El servicio al cliente ya no espera: cómo la inteligencia artificial está cambiando la experiencia del consumidor en México

Esperar en la línea de atención durante veinte minutos, escuchar música de fondo mientras el sistema transfiere la llamada de un departamento a otro, o enviar un correo electrónico que tardará cuarenta y ocho horas en recibir respuesta: durante décadas, ese fue el protocolo estándar del servicio al cliente en México y en gran parte del mundo. Hoy, ese modelo está siendo desplazado a una velocidad que muchos consumidores ya perciben sin necesariamente identificar la causa: la inteligencia artificial.
El contexto hace que el cambio sea urgente. De acuerdo con los datos de la AMVO, el comercio electrónico en México creció 19.2% durante 2025 y alcanzó un valor de 941 mil millones de pesos, posicionando al país en el octavo lugar mundial en penetración de ventas en línea. Más de 77 millones de mexicanos ya compran por internet, el doble de los que lo hacían hace siete años. Cada una de esas compras genera interacciones: preguntas sobre envíos, solicitudes de devolución, cambios de pedido, consultas de garantía. El volumen que eso representa supera con creces la capacidad del servicio al cliente tradicional.
Las expectativas del consumidor no han bajado el ritmo. Un estudio de Qualtrics basado en encuestas a más de 23 mil personas en 23 países señala que cuando una experiencia de servicio es mediocre, más del 53% de los consumidores reduce su gasto con esa marca. Pasar de una experiencia de una o dos estrellas a una de tres puede incrementar en casi un 70% la probabilidad de que ese cliente vuelva a comprar. La atención al cliente, en otras palabras, ya no es un área de soporte: es un factor directo sobre los ingresos.
La inteligencia artificial está respondiendo a ese desafío de manera concreta. Los agentes de inteligencia artificial ya no se limitan a responder preguntas frecuentes con respuestas predefinidas. Los sistemas actuales pueden entender el contexto de una consulta, acceder al historial de compras del usuario, procesar solicitudes de devolución, rastrear envíos en tiempo real y actualizar información de cuenta sin necesidad de intervención humana. Plataformas especializadas en este campo reportan que estos agentes pueden resolver de forma autónoma hasta el 80% de las interacciones con los clientes, abarcando desde los canales de chat y correo hasta las llamadas telefónicas.

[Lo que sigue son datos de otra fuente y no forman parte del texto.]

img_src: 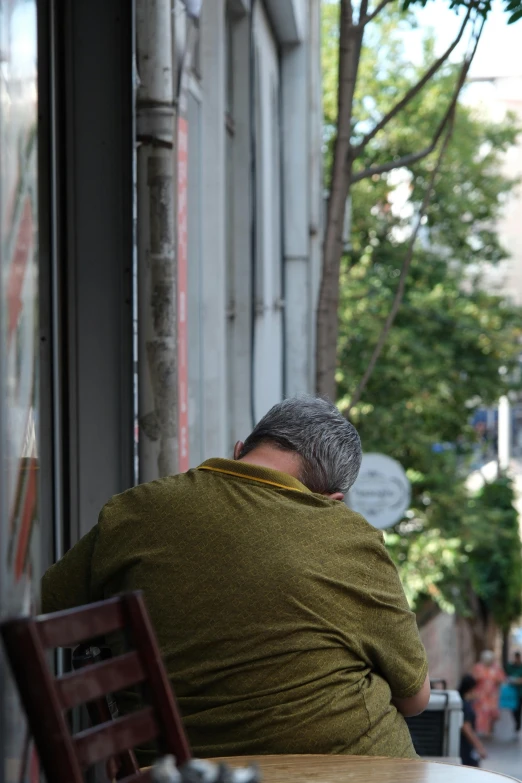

Para el consumidor mexicano, esa capacidad se traduce en experiencias cotidianas muy reconocibles. Contactar el chat de una tienda en línea a las once de la noche para saber dónde está un paquete y recibir la información al instante. Reportar un cobro incorrecto en la aplicación de una empresa de telecomunicaciones y resolverlo sin hablar con nadie. Cambiar la dirección de entrega de un pedido sin tener que llamar. Son situaciones que, hasta hace poco, requerían tiempo, paciencia y disponibilidad horaria. Hoy suceden en segundos y en cualquier momento del día.
La propia AMVO ha señalado que las herramientas de inteligencia artificial comienzan a desempeñar un papel cada vez más relevante en la experiencia de compra digital en México, especialmente a través de asistentes que brindan soporte preventivo y postventa. El 71% de los compradores combina canales digitales y físicos en su proceso de compra, lo que exige una atención consistente y sin interrupciones independientemente de por dónde llegue la consulta.
Una preocupación frecuente es si esta automatización implica eliminar el trato humano. En la práctica, el efecto es distinto. Análisis de IBM señalan que herramientas como los chatbots inteligentes y los agentes de IA permiten a las empresas escalar sus operaciones de atención sin comprometer la calidad, y que los consumidores muestran cada vez más comodidad ante la atención automatizada cuando esta resuelve sus problemas con eficiencia. Cuando los sistemas de inteligencia artificial absorben las consultas más comunes y repetitivas, los agentes humanos quedan libres para atender casos que requieren criterio, empatía o gestión compleja. El resultado es un servicio que mejora en ambos extremos: los problemas sencillos se resuelven más rápido y los casos complejos reciben más atención de fondo.
Para el consumidor mexicano promedio, el cambio no se percibe necesariamente como “inteligencia artificial”. Se percibe como una marca que responde. Una empresa que parece entender lo que necesitas antes de que termines de explicarlo. Esa experiencia, que hace algunos años era característica de grandes plataformas tecnológicas globales, se está convirtiendo en el estándar mínimo que cualquier negocio en México debe cumplir si quiere mantenerse competitivo. El comercio digital en el país no va a detenerse. Y con cada nuevo comprador que se incorpora al canal online, la exigencia de atención sube un escalón más.